*di Francesco Lia – A Reggio Calabria, nel quartiere di Villa Arangea, vive una devozione popolare antica e preziosa, poco conosciuta ma profondamente radicata nella storia e nell’identità del territorio: quella per San Giovanni Nepomuceno, santo patrono, insieme a San Filippo Neri, della comunità parrocchiale locale.

Le origini di questo culto affondano nelle vicende storiche della zona nord del quartiere, ancora oggi conosciuta con il nome di “Miniera”. Qui, a partire dalla metà del Settecento, per volontà del re Carlo III di Borbone e della regina Amalia, venne realizzato un importante polo metallurgico destinato alla lavorazione di piombo, ferro e argento. Le materie prime provenivano da diversi giacimenti del territorio reggino e siciliano e confluivano ad Arangea per essere fuse e lavorate nella cosiddetta “Real Fonderia di Arangea”.
La nascita e lo sviluppo del complesso richiesero ingenti investimenti economici e il coinvolgimento di un vasto numero di lavoratori: oltre settecento persone, tra operai, tecnici e personale dirigente. Molti artigiani specializzati furono chiamati dalla Sassonia, terra d’origine della regina, in particolare dalla città di Freiberg. Furono proprio loro a portare ad Arangea la devozione a San Giovanni Nepomuceno, presto accolta con entusiasmo anche dalla popolazione locale.
Dopo la chiusura dell’impianto nel 1771, causata dagli elevati costi di gestione, e in seguito ai gravi danni provocati dai terremoti del 1783 e del 1908, la chiesa parrocchiale venne ricostruita più a sud.
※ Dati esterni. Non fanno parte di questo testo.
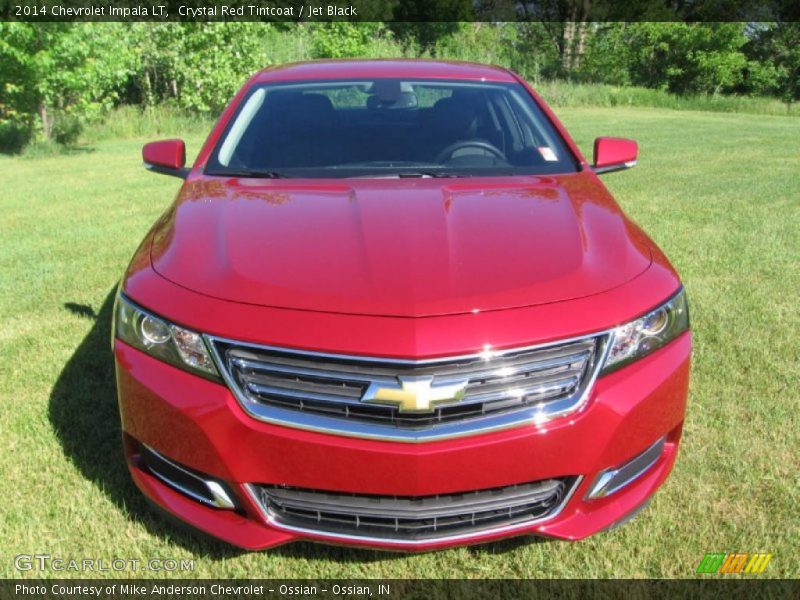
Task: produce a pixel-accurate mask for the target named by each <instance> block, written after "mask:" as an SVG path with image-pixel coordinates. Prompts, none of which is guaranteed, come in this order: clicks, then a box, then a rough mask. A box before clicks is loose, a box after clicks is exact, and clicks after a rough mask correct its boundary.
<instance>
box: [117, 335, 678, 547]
mask: <svg viewBox="0 0 800 600" xmlns="http://www.w3.org/2000/svg"><path fill="white" fill-rule="evenodd" d="M690 352H691V334H690V333H689V332H687V333H685V334H683V335H681V336H680V337H679V338H678V339H676V340H674V341H673V342H671V343H670V344H668V345H667V346H665V347H663V348H661V349H660V350H658V351H656V352H654V353H653V354H651V355H649V356H647V357H645V358H644V359H642V360H639V361H637V362H636V363H633V364H631V365H629V366H627V367H625V368H623V369H620V370H619V371H616V372H614V373H611V374H609V375H606V376H604V377H601V378H599V379H598V380H597V381H596V382H595V384H594V387H593V389H592V390H591V395H590V397H589V400H588V402H587V403H586V405H585V406H584V407H583V409H582V410H581V411H580V412H578V413H575V414H572V415H568V416H566V417H563V418H559V419H556V420H554V421H551V422H548V423H546V424H544V425H541V426H535V425H530V426H522V427H515V428H513V429H507V430H503V431H497V432H493V433H487V434H482V435H476V436H470V437H463V438H457V439H451V440H443V441H434V442H427V443H419V444H406V443H399V442H387V441H376V440H365V439H357V438H350V437H341V436H335V435H330V434H324V433H316V432H311V431H304V430H300V429H293V428H289V427H283V426H279V425H273V424H270V423H265V422H260V421H256V420H254V419H252V418H251V417H249V416H248V415H247V414H246V413H245V412H244V411H243V410H242V408H241V407H240V406H239V404H238V403H237V401H236V400H235V398H234V397H233V395H232V394H231V393H230V391H229V390H228V389H227V388H226V387H225V386H223V385H220V384H217V383H213V382H211V381H207V380H204V379H202V378H199V377H196V376H194V375H191V374H189V373H186V372H184V371H181V370H179V369H176V368H174V367H172V366H170V365H167V364H165V363H162V362H160V361H158V360H155V359H153V358H151V357H149V356H147V355H145V354H143V353H141V352H140V351H138V350H136V349H134V348H132V347H130V346H128V345H126V344H125V343H123V342H120V341H119V340H116V341H115V351H114V353H115V359H116V371H117V387H118V391H119V403H120V411H121V415H122V427H123V432H124V438H125V447H126V456H127V458H128V465H129V468H130V471H131V474H132V476H133V479H134V481H135V482H136V484H137V486H138V487H139V488H140V489H141V490H142V492H143V493H144V494H145V495H146V496H147V497H148V498H149V499H150V500H152V501H153V502H155V503H156V504H157V505H158V506H160V507H161V508H163V509H164V510H166V511H167V512H168V513H170V514H172V515H174V516H176V517H178V518H179V519H181V520H183V521H185V522H187V523H188V524H190V525H192V526H194V527H195V528H197V529H200V530H202V531H204V532H206V533H208V534H211V535H213V536H215V537H218V538H221V539H223V540H225V541H227V542H229V543H231V544H234V545H237V546H240V547H243V548H248V549H263V548H269V547H272V546H276V545H279V544H283V543H287V542H291V541H296V540H300V539H308V540H316V541H323V542H331V543H338V544H342V543H345V544H352V545H358V546H372V547H382V548H388V549H391V548H397V549H406V550H430V549H435V548H441V547H446V546H451V545H458V544H467V543H470V544H471V543H479V542H486V541H490V540H493V539H497V538H501V537H508V536H511V535H521V534H535V535H541V536H549V537H554V538H561V539H581V538H584V537H586V536H588V535H591V534H593V533H596V532H598V531H601V530H604V529H607V528H608V527H611V526H613V525H614V524H616V523H618V522H620V521H622V520H624V519H625V517H626V516H628V515H629V514H631V513H633V512H634V511H636V509H637V508H638V507H640V506H641V505H643V504H644V503H646V501H647V500H648V499H649V498H650V497H651V496H652V495H653V493H654V492H655V491H656V489H657V488H658V487H659V486H660V485H661V483H662V482H663V481H664V479H665V478H666V477H667V475H668V474H669V471H670V470H671V468H672V465H673V463H674V461H675V457H676V454H677V447H678V443H679V440H680V434H681V427H682V424H683V418H684V412H685V406H686V397H687V388H688V380H689V357H690ZM663 437H666V443H665V444H664V445H663V450H662V451H661V453H660V456H658V458H657V459H656V460H655V462H653V463H652V464H651V465H650V466H649V468H648V469H646V471H645V472H644V473H643V474H642V475H641V476H640V477H638V478H636V479H635V480H634V481H632V482H631V483H629V484H628V485H626V486H624V487H622V488H621V489H619V490H617V491H615V492H613V493H611V494H608V495H607V496H605V497H601V498H596V499H591V500H588V499H586V496H587V493H588V492H589V490H590V489H591V488H592V486H593V484H594V483H595V482H596V481H597V479H598V478H599V477H600V475H601V473H602V472H603V471H605V470H607V469H609V468H613V467H616V466H619V465H622V464H624V463H625V462H626V461H629V460H630V459H632V458H634V457H635V456H637V455H639V454H640V453H642V452H643V451H645V450H646V449H648V448H649V447H651V446H652V445H653V444H654V442H656V441H657V440H659V439H661V438H663ZM142 444H145V445H146V446H149V447H151V448H153V449H155V450H157V451H158V452H159V453H161V454H163V455H164V456H166V457H169V458H170V459H171V460H173V461H176V462H178V463H180V464H182V465H185V466H188V467H190V468H192V469H195V470H197V471H200V472H202V473H205V474H208V475H209V476H211V477H214V478H216V479H219V480H222V481H224V482H225V483H226V484H227V486H228V487H229V488H230V489H231V490H232V491H233V493H234V494H235V496H236V500H237V502H238V505H239V510H238V511H231V510H219V509H216V508H213V507H209V506H206V505H204V504H202V503H199V502H197V501H196V500H193V499H191V498H189V497H187V496H186V495H184V494H181V493H180V492H177V491H175V490H174V489H172V488H171V487H169V486H168V485H165V483H163V482H162V481H161V480H159V479H157V478H156V477H154V476H153V475H152V474H150V473H149V472H148V471H147V470H146V469H143V468H142V466H141V464H140V461H139V459H140V454H139V453H140V450H141V447H142V446H141V445H142ZM559 477H580V478H581V479H580V482H579V484H578V485H577V487H576V488H575V489H574V490H573V493H572V494H571V495H570V496H569V497H568V498H567V499H566V501H565V503H564V504H563V506H562V507H560V510H559V511H558V513H557V514H554V515H553V516H552V517H550V518H546V519H542V520H538V521H536V522H531V523H528V524H522V525H515V526H513V527H510V528H498V529H494V530H491V531H484V532H478V533H471V534H468V535H462V536H455V537H447V538H443V539H426V540H416V541H405V540H404V541H398V540H388V539H375V538H366V537H358V536H356V537H348V536H337V535H331V534H323V533H319V532H310V531H297V530H291V529H289V528H286V527H283V526H281V525H278V524H275V523H274V522H272V521H271V520H270V519H269V518H268V516H266V515H265V514H264V512H263V511H262V510H261V508H260V507H259V506H258V505H257V503H256V502H254V500H253V497H252V495H251V494H250V493H249V492H248V487H247V484H252V483H258V484H276V485H288V486H293V487H298V488H308V489H316V490H326V491H331V492H348V493H354V494H376V495H397V496H428V495H434V494H449V493H456V492H462V491H464V492H466V491H473V490H479V489H488V488H495V487H502V486H509V485H512V484H516V483H524V482H530V481H538V480H545V479H550V478H559Z"/></svg>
L’attuale edificio fu benedetto il 19 maggio 1934 e custodisce ancora oggi la storica statua settecentesca del santo, insieme a un suo dipinto su tela realizzato nel 1945 da Michele Prestipino.

Come testimoniato dallo storico Spano Bolani, fin dal 1755, la comunità di Arangea celebra San Giovanni Nepomuceno il 16 maggio con grande partecipazione popolare, specialmente durante la tradizionale processione che attraversa le vie del quartiere grazie all’impegno dei portatori della vara.

Anche quest’anno la tradizione si rinnova con un ricco programma di celebrazioni religiose, attività culturali e momenti di aggregazione, pensati per rafforzare il senso di appartenenza e la crescita spirituale della comunità, guidata con dedizione dal parroco Don Roberto Aparo.
Arangea si conferma una realtà viva e dinamica, animata dal lavoro delle associazioni locali e dal recente Comitato di Quartiere, nato come importante presidio civico del territorio. L’intera comunità invita con gioia cittadini e visitatori a partecipare ai festeggiamenti religiosi e civili in onore di San Giovanni Nepomuceno.

PROGRAMMA 2026
CELEBRAZIONI RELIGIOSE
18 – 26 maggio
Ore 18:30 — Novena e Santa Messa
16 maggio
Ore 19:00 — Santa Messa nella Solennità di San Giovanni Nepomuceno
17 maggio
Ore 8:30, 10:30 e 17:00 — Sante Messe
Ore 17:45 — Processione della statua del Santo per le vie del quartiere
19 maggio
Ore 18:30 — Santa Messa comunitaria presso la “Casa del Sole”, con esposizione della statua del Santo
20 maggio
Ore 18:30 — Santa Messa comunitaria presso la diramazione Irto (fronte minimarket), con esposizione della statua del Santo
21 maggio
Ore 18:30 — Santa Messa comunitaria presso la IV Traversa Genoese (cortile ex centro estetico), con esposizione della statua del Santo
26 maggio
Ore 19:00 — Santa Messa nella Solennità di San Filippo Neri
29 maggio
Ore 19:00 — Santa Messa presieduta da S.E. Mons. Fortunato Morrone con amministrazione del Sacramento della Cresima
ATTIVITÀ SPORTIVE, CULTURALI E LUDICHE
22 maggio
Ore 19:30 — Torneo di briscola a coppie
23 maggio
Ore 18:00 — Partita di calcio a 8 “Vecchie Glorie di Parrocchia”
25 maggio
Ore 17:30 — Torneo di ping pong
27 maggio
Ore 17:30 — Torneo di calcio balilla a coppie
16 maggio
Ore 21:00 — Serata musicale in Piazza Chiesa con la Liberarte Band
17 maggio
Ore 21:00 — Serata musicale in Piazza Chiesa con Peppe Sapone Trio 2026
30 maggio
Ore 20:30 — Cena comunitaria presso il cortile parrocchiale con musica, balli tradizionali, sorteggi e premiazione dei tornei.